Before I start I wondered, geez, if the arithmetic doesn't work, why would Mack actually go on TV and present the plan? But let's get on with the arithmetic.
To start, let's make the math easy. let's say that we'll spend $4 trillion in fiscal 2012 (fiscal 2011 is over). I know Mack says we'll spend only $3.382 trillion, but I have no idea where he got that number. It doesn't square with anything coming from the Government Accounting Office. Let's also say that our national debt at the end of 2012 will be $15 trillion. (That'll be pretty close, I think.) And given that Representative Mack is a leader in the Tea Party, I think it's safe to assume that there are no tax increases built into his plan.
So if we look at the description of the plan that Mack has on his website, government spending would be cut by 9.41% in six years. But even starting with a lower spending number as Mack did, the budget is far from balanced. Our total revenues in 2012 are expected to be about $2.3 trillion. Mack's plan would still create a deficit each year of a little less than $1 trillion!
Folks, Representative Mack's "solution" sounds awfully good in a soundbite, but the arithmetic doesn't work at all. Before we get all excited about this plan, maybe we'd better get a more thorough explanation.
Simply put, there is absolutely no way that a 1% cut in spending for five years will result in "the budget being balanced".
A simpler and I think more accurate way to look at the problem is this. Our total spending is about $4 trillion a year and our total revenues are about $2.3 trillion. Without any changes to those numbers--and that's not likely with a weakening economy and increasing inflation--the spending cuts needed each year for five years would have to be more like 8-1/2% each year, a total reduction of spending of almost 43% in five years in order to achieve a balanced budget with no additional tax revenue.

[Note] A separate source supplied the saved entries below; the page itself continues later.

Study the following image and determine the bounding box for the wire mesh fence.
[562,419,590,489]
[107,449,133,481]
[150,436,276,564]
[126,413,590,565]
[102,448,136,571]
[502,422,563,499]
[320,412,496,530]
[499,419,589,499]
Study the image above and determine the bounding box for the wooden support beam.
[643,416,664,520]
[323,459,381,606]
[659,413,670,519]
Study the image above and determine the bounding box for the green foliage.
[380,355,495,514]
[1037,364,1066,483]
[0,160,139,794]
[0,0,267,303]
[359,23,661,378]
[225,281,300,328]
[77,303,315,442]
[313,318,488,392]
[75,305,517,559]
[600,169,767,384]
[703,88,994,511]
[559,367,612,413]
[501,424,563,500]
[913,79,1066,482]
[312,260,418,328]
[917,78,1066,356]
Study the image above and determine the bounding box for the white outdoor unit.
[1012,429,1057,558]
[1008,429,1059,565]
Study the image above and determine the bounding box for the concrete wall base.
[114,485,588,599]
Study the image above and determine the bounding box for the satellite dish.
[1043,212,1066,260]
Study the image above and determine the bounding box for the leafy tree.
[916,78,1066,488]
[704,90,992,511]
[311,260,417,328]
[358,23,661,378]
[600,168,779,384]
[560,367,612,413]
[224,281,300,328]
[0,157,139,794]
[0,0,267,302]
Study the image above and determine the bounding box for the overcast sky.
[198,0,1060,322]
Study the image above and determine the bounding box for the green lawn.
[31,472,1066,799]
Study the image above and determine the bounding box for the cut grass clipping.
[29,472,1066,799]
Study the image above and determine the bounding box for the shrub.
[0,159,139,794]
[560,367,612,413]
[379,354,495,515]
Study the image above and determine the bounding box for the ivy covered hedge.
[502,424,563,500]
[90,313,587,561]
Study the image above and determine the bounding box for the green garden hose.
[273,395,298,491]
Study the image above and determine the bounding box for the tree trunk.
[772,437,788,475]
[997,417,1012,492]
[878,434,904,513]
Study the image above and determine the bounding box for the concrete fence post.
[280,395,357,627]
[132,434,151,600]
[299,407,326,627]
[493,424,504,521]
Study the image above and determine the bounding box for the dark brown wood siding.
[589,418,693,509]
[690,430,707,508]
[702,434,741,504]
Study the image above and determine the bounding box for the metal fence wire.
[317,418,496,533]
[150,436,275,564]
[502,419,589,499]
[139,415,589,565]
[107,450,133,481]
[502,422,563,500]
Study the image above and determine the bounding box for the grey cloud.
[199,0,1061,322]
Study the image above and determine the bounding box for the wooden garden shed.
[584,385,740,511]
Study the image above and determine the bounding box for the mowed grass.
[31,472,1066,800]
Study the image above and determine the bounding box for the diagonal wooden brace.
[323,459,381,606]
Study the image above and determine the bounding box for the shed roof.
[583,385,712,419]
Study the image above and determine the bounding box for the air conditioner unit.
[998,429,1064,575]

Mack's plan is designed to reduce federal spending to 18% of GDP. But even if the numbers he uses in his plan are achieved, there would still be a deficit each year that would approach $1 trillion. Mack's plan assumes a 2% growth in GDP for each of the six years until 2018. That should seem pretty optimistic to anyone who is paying attention to what has been happening to U.S. GDP in the last couple of years. His proposed bill caps spending at 18% of GDP. If as an example we only achieved an average of 1% growth in GDP for six years, federal spending would have to be cut by an additional $300 billion or so in 2019. That would require almost a 10% cut in spending in 2018 alone! His whole plan is based on what appears to be some optimistic GDP growth numbers. Plus remember,
he starts his calculations with "government spending" that is about 18% less than it really is!
Why in the world would Congressman Mack try to make the solution to our budget problem sound so easy? Why would the content of his bill be so inaccurate and misleading? If Mack or any of the others in his caucus try to make the solution to this fiscal problem sound that easy, they are really dumber than I thought. Dangerously stupid!